Smoothed Particle Hydrodynamics Modeling of Gravity Currents on a Dry Porous Medium

Thursday, 18 December 2014
Edoardo Daly1,2, Stefania Grimaldi2,3 and Ha Bui3, (1)Monash University, Melbourne, VIC, Australia, (2)National Centre for Groundwater Research and Training, Flinders University, Adelaide, Australia, (3)Monash University, Melbourne, Australia
Gravity currents flowing over porous media occur in many environmental processes and industrial applications, such as irrigation, benthic boundary layers, and oil spills. The coupling of the flow over the porous surface and the infiltration of the fluid in the porous media is complex and difficult to model. Of particular interest is the prediction of the position of the runoff front and the depth of the infiltration front.

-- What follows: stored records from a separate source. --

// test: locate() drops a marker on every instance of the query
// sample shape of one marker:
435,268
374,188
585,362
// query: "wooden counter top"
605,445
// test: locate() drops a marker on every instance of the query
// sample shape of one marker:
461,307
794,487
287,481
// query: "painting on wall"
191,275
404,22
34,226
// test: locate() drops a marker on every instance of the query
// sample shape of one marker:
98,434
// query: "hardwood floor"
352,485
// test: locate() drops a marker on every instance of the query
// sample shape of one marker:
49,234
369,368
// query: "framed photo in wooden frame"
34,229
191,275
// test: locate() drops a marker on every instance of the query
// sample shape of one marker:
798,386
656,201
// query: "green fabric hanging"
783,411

We present here a model for the flow of a finite volume of a highly viscous Newtonian fluid over a dry, homogenous porous medium. The Navier-Stokes equations describing the runoff flow are coupled to the Volume Averaged Navier-Stokes equations for the infiltration flow. The numerical solution of these equations is challenging because of the presence of two free surfaces (runoff and infiltration waves), the lack of fixed boundary conditions at the runoff front, and the difficulties in defining appropriate conditions at the surface of the porous medium.

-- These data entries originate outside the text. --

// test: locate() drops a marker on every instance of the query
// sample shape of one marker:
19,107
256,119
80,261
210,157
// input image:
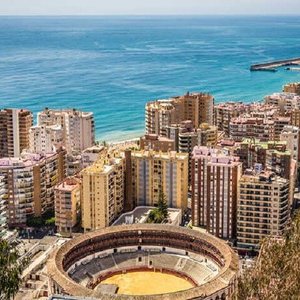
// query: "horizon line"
154,15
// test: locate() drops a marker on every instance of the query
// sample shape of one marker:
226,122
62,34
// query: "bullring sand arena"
148,283
144,261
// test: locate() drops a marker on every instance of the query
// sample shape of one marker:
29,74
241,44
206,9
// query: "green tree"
159,213
50,221
276,272
11,268
162,205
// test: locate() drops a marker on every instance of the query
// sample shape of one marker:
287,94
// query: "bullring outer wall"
220,287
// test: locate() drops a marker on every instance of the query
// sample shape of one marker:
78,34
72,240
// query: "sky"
148,7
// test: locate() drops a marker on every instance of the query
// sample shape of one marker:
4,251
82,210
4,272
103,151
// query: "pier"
273,65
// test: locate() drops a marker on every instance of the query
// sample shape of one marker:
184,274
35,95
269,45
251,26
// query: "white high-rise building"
45,139
3,207
215,177
78,127
290,134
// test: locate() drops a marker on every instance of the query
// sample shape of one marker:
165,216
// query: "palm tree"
11,268
159,213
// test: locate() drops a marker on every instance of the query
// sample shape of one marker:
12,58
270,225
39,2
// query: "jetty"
273,65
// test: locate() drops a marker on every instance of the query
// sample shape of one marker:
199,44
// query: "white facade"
290,134
3,208
45,139
78,127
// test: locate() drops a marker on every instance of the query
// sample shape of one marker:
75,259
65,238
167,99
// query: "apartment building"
290,135
215,177
152,172
224,112
102,191
78,127
263,207
156,143
3,208
295,117
292,88
284,101
29,184
207,135
67,205
272,155
279,124
91,155
14,131
249,127
45,139
196,107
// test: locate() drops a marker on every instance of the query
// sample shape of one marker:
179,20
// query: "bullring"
80,266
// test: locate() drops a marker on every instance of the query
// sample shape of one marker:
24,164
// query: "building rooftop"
140,215
26,160
216,156
68,185
161,155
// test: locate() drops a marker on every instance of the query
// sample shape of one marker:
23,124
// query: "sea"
113,65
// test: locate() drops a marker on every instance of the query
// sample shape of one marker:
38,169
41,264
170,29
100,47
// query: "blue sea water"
114,65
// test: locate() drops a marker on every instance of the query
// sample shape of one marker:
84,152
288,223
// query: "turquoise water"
113,65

The first two challenges were addressed by using Smoothed Particle Hydrodynamics, which is a Lagrangian, mesh-free particle method particularly suitable for modelling free surface flows. Two different approaches were used to model the flow conditions at the surface of the porous medium. The Two Domain Approach (TDA) assumes that runoff and infiltration flows occur in two separate homogenous domains; here, we assume the continuity of velocity and stresses at the interface of the two domains. The One Domain Approach (ODA) models runoff and infiltration flows as occurring through a medium whose hydraulic properties vary continuously in space. The transition from the hydraulic properties of the atmosphere and the porous medium occur in a layer near the surface of the porous medium. Expressions listed in literature were used to compute the thickness of this transition layer and the spatial variation of porosity and permeability within it.

Our results showed that ODA led to slower velocities of the runoff front and enhanced infiltration when compared to the implemented formulation of TDA. In the ODA, depending on the description of the transition layer, the maximum distances travelled by the runoff front and the maximum depth of infiltration varied over a range of ±15% and ±50% when compared to their respective averaged values.